I wasn't sure I heard her correctly. "You have a kid?"

Alice nodded slowly. "That's what I just said"

"How old are you?"

"Eighteen." Alice watched me closely waiting for some reaction. I merely nodded.

"I bet he's beautiful with big green eyes just like his mom."

"Actually he looks nothing like me", she answered but she didn't sound sad about that. "He has a few wisps if blonde hair and bright blue eyes."

"Where's his father?"

Alice shrugged. "I got drunk at a party, slept with some guy and had a kid. So, I don't know."

Alice shot me a look that basically said that she didn't want any pity.

"Who's taking care of him while you're here?"

"He's actually part of the reason why I'm here. My mother took him away to live with her so I burned down my father's house and then I was sent here", she sighed and shook her head. "Enough about me. What about you? Do you have a girlfriend?"

Instantly I thought of Maria but instead I mentioned Bella. "My brother is married to a woman I used to date."

I surprised myself; I didn't know why I was bringing this up.

"Your brother stole your girlfriend?" Alice asked, looking shocked.

"Well not exactly. It was our first and only date and after dinner I made the mistake of bringing her to a party that Edward was at. I think we'd already decided we were all wrong for each other, or at least that I was wrong for her. I was still hopeful though. Bella is unfettered. Happy. Almost pure. I guess thought it might rub off."

"Enough about your brother" Alice reprimanded me "he's all you talk about"

"Sorry." I paused. "What do you suggest to talk about then?"

"What do you do for a living?"

I shrugged. "I never really had a job but I guess you can say I'm a lawyer."

"What do you mean you guess?"

"Well in order to explain I have to talk about my brother and you just told me not to do that."

Alice rolled her eyes playfully. "I guess just this once you can talk about him."

"Well Edward was nervous about taking the bar exam so to ease his stress a little and I took it with him."

"And you passed?" Alice asked skeptically.

I nodded with a wide grin. "I actually got a higher score then my brother."

Alice looked at me deep in thought. "As much as you hate you're brother, you worship him."

I was going to reply but just then my head exploded. Everything had become familiar the sweats, the convulsions, the brick in my throat that kept me from drawing breath.

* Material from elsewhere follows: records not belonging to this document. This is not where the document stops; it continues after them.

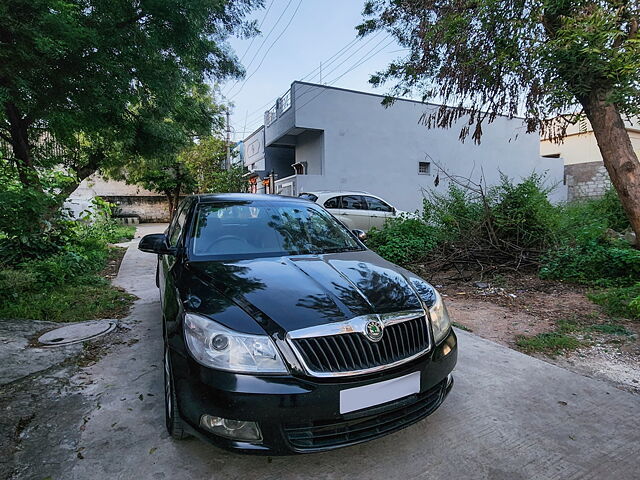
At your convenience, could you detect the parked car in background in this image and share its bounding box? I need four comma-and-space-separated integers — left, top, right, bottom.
298, 190, 406, 232
139, 194, 457, 455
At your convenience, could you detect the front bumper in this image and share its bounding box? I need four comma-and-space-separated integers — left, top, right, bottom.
171, 330, 457, 455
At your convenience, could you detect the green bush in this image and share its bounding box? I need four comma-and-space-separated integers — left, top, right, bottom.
490, 174, 557, 249
367, 217, 437, 265
540, 240, 640, 286
588, 284, 640, 320
540, 190, 640, 286
422, 183, 485, 242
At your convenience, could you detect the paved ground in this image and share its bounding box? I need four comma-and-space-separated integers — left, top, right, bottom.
6, 226, 640, 480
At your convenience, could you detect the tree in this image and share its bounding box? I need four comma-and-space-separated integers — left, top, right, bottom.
0, 0, 262, 201
126, 156, 197, 218
180, 136, 248, 193
358, 0, 640, 238
102, 85, 225, 218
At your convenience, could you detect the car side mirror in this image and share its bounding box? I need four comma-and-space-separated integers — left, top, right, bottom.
138, 233, 176, 255
351, 229, 367, 242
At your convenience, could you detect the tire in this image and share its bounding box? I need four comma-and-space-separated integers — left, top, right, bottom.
163, 345, 191, 440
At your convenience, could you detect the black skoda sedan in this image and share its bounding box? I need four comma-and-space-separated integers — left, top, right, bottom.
139, 194, 457, 455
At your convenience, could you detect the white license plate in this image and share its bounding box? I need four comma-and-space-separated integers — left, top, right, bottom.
340, 372, 420, 413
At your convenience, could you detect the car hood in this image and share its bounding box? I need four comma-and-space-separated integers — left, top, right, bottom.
184, 250, 428, 331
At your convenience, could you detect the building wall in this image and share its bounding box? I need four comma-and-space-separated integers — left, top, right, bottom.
292, 131, 324, 175
65, 174, 168, 221
244, 127, 266, 172
290, 82, 566, 211
102, 195, 169, 223
540, 128, 640, 165
565, 162, 611, 201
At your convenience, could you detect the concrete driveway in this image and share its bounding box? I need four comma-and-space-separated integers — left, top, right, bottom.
15, 226, 640, 480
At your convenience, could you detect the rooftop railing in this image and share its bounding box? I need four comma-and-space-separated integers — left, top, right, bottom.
264, 89, 291, 127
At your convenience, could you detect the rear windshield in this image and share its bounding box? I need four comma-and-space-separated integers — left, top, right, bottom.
298, 193, 318, 202
191, 201, 362, 259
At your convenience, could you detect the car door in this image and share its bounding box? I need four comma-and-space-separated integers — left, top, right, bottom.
364, 196, 394, 228
338, 195, 371, 232
322, 197, 344, 223
159, 201, 191, 324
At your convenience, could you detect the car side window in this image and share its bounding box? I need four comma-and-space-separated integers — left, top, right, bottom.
324, 197, 340, 208
342, 195, 367, 210
169, 202, 189, 247
364, 197, 393, 212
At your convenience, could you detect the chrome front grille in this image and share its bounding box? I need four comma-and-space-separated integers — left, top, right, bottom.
289, 311, 431, 377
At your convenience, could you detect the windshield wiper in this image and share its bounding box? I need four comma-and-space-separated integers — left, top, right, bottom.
322, 247, 360, 253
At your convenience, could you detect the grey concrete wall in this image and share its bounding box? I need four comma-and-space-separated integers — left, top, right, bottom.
265, 147, 295, 178
244, 127, 265, 172
290, 82, 566, 211
564, 162, 611, 200
102, 196, 169, 223
296, 131, 324, 175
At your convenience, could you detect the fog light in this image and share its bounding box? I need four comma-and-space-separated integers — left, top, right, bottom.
200, 415, 262, 442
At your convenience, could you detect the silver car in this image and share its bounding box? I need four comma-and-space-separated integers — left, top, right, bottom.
298, 190, 406, 232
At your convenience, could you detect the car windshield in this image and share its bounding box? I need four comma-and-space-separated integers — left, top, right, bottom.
191, 201, 362, 259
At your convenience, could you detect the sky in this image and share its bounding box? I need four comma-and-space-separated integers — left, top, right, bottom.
215, 0, 406, 140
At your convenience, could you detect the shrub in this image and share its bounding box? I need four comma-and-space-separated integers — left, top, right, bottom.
490, 173, 557, 249
540, 240, 640, 286
422, 183, 485, 241
367, 217, 437, 265
588, 282, 640, 320
540, 190, 640, 286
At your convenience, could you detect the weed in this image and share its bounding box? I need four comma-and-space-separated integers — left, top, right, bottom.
587, 282, 640, 320
452, 322, 473, 332
587, 323, 631, 336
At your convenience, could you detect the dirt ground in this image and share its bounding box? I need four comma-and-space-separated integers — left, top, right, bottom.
431, 272, 640, 394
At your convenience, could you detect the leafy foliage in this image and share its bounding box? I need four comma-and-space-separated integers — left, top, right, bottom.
0, 0, 262, 192
358, 0, 640, 141
367, 175, 640, 294
358, 0, 640, 238
180, 136, 247, 193
589, 284, 640, 320
367, 218, 437, 265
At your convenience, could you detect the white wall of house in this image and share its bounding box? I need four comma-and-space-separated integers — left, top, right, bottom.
266, 82, 566, 210
64, 174, 160, 218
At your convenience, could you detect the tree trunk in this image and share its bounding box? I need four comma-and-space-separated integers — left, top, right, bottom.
166, 185, 180, 221
4, 102, 40, 189
580, 94, 640, 245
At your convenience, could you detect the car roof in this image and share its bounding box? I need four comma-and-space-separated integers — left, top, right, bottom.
189, 193, 308, 203
300, 190, 373, 195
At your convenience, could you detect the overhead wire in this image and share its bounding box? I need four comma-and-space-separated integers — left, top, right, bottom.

'Why was this still happening to me?' I wondered. I was supposed to be past the withdrawal, yet these episodes plagued me daily. 'Maybe I shouldn't have said so much' I thought as I clenched my eyed shut. What's the point of confessions when you're not wasted? There's no cushioning. I no longer wanted truth or even contact. I wanted a needle and one minute when no one was watching me.

I couldn't see anything but I felt those finger instantly- they seemed almost familiar as the drug rush I so desired. Alice was saying something. I couldn't make it out over the siren blaring in my ears. Even as I did what I did next, I waited for her to pull away. I took her hand off my arm and held it. I squeezed it gently as I began to breathe again. When she finally pulled away, she did so reluctantly.

"Jazz," she breathed into my ear, such a beautiful sound, my name caressed by that voice. In the background I heard mumbles, questioning buy professionally unconcerned and I knew there were nurses lurking nearby.

"Jazz," Alice said again putting her hand lightly on my shoulder, "They want to know if you're okay."

My vision sharpened on the angles of her face. "Tell them I'm glorious."